2016-06-30
Living with Zen
By Ou Baholyodhin
Tuttle Publishing, 208 pp. "Living with Zen" is like browsing through pictures with a friend, one who has honed the art of engagement and who can illuminate the mysteries of Zen and the mechanics of its elusive concepts. The subject is the application of Zen Buddhist principles to interior design. Listening to this friend, you can feel the Western mindset of "more and "full steam ahead" opening up to antithetical ideas like emptiness and mindfulness. "Living with Zen" author Ou Baholyodhin pulls this off with brief explanations and beautiful photographs that reflect the simplicity and serenity, and the life of balance, that are the keys to Zen. The author is an acclaimed young Thai designer from the United Kingdom. He was awarded New Designer of 1997 at New York's International Contemporary Furniture Fair. As a design consultant to an impressive roster of clients, including The Conran Shop and designers Karl Lagerfeld, Kenzo, and Donna Karan, Baholyodhin has a skilled eye for the aesthetic of clean lines and details. Lush, full-page photographs of upscale interiors and exteriors and a minimum of text (also frequently oversize) make the Zen notion of stripping away all that is unnecessary very appealing. The book itself functions very simply, as if following the Zen viewpoint that considers the function of each object--it is this, not artifice, that is celebrated in Zen.
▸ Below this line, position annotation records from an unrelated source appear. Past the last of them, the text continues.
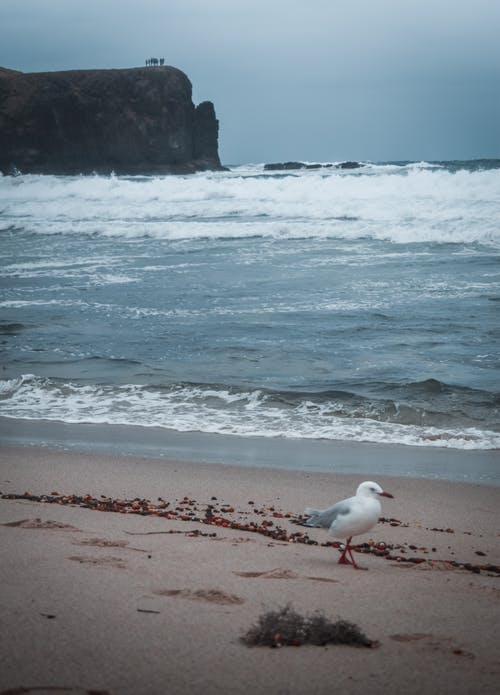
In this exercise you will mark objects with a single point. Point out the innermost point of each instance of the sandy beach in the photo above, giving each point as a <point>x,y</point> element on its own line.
<point>121,604</point>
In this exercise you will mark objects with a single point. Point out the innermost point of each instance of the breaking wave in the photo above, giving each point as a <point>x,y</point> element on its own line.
<point>419,414</point>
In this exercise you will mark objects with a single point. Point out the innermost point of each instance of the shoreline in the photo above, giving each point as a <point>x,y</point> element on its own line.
<point>334,456</point>
<point>128,604</point>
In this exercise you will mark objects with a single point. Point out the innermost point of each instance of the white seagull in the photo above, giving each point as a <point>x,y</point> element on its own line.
<point>350,517</point>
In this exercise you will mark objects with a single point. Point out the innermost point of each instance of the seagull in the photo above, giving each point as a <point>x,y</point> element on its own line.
<point>350,517</point>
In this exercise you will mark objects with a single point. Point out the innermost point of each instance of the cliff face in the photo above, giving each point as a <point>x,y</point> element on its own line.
<point>140,120</point>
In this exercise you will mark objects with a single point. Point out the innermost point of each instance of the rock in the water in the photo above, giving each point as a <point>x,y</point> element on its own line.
<point>284,166</point>
<point>131,121</point>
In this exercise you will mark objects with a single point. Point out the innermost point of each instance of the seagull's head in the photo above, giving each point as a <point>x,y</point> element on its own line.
<point>371,489</point>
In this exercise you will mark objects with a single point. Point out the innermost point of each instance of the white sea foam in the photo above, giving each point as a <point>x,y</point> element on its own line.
<point>426,203</point>
<point>204,409</point>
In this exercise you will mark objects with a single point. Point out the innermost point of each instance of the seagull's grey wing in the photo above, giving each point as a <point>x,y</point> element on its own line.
<point>324,518</point>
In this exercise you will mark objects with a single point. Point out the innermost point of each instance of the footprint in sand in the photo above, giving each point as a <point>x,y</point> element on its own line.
<point>208,595</point>
<point>106,561</point>
<point>39,524</point>
<point>282,573</point>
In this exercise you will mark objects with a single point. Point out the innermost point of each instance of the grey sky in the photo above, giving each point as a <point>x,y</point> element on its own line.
<point>311,79</point>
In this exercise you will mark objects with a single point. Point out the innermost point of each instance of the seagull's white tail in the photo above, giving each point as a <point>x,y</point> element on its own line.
<point>313,514</point>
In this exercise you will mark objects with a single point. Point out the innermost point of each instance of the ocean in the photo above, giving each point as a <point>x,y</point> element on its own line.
<point>319,304</point>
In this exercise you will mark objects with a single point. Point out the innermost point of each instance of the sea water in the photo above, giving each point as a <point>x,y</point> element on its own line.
<point>356,305</point>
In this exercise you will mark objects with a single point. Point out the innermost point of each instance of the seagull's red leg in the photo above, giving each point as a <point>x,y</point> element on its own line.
<point>343,560</point>
<point>348,548</point>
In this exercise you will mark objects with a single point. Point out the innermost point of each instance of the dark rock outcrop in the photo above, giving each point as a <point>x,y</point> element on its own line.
<point>290,166</point>
<point>138,120</point>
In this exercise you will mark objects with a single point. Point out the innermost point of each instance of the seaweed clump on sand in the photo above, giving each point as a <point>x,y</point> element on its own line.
<point>287,628</point>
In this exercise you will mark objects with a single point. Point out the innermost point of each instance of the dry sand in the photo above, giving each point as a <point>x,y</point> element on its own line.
<point>112,603</point>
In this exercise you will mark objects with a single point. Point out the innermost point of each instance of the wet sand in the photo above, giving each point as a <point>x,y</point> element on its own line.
<point>130,604</point>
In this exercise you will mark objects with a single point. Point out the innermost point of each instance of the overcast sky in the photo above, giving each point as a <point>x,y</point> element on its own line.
<point>317,80</point>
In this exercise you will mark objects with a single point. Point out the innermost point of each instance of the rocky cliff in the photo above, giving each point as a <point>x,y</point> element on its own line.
<point>139,120</point>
It is simple and direct, like the design itself. "The
emphasis on simplicity makes Zen design or art seem surprisingly modern to the Western eye," writes Baholyodhin. "Lines are clean, pattern is minimal, colour is used with restraint." The book is broken into five sections: Nature, Living, Sleeping, Cleansing, and Eating. In Nature, a pond becomes "the eye of the garden." "The impression to strive for is of mysterious black depths (use a black pond-liner), water lilies, and fish that swim tantalizingly in and out of view. Water lily clumps would be thought of in Japan as islands in a vast sea." In the Living section, stunning photographs of living spaces, bedrooms, kitchens, baths, and workspaces show how to fit Zen into a Western lifestyle. "Most crucially," Baholyodhin writes, "in assimilating Zen into our daily lives, we learn to banish clutter, over-decoration, self-importance and excessive nostalgia--both in our surroundings and in the way we use them." He makes the case for appreciating the crack in a sculpture found in a flea market, the use of a tree trunk as side table, asymmetrical groupings of single blooms in crystal vases, natural light, pale plain bed linens, or a kitchen where all utensils are not hidden away, but exposed to be praised for their own merits. Unlike many design books, "Living with Zen" doesn't require the aspiring decorator to duplicate the many expensive design ideas shown. It is a book crafted to inspire and illuminate. You will not find "How-to" sections;
rather, the essence of a Zen principle represented in a photograph is highlighted with short passages or in the accompanying text. For instance, you learn that a single twig of fresh lavender on a white linen napkin is both decoration and a memento for dinner guests. The table is set in an exterior garden to illustrate the Zen concept of social courtesies. "Table settings are simple but ceremonious--perhaps with a symbolic gift for each guest," writes the author. Throughout the book, Baholyodhin places ancient Zen texts and poetry, like those from the 13th-century Zen master Dogen or the poet Basho. Other times more modern verses--Walt Whitman's or the artist Wassily Kandinsky's--drive home the point. But Baholyodhin's own words are the most effective. When he talks about the three basic elements of design--light, space, solidity--the author's own understanding of Zen resonates. "These three ingredients are the basic elements of spatial design. Notice in the chair above how light (or space) has a presence that is equal to the solid wood.... Light and shadow bring out the poetry of form, like the folds in a kimono that reveal the hidden postures of the body."

The greatest pleasure of "Living with Zen" is how it leaves us--in our own homes. Now, as we look at the many things we love all around us, we wonder if we love the thing itself--or just the notion of having it. In the willingness to look at our homes from the perspectives suggested in this book, we may find ourselves wishing for less.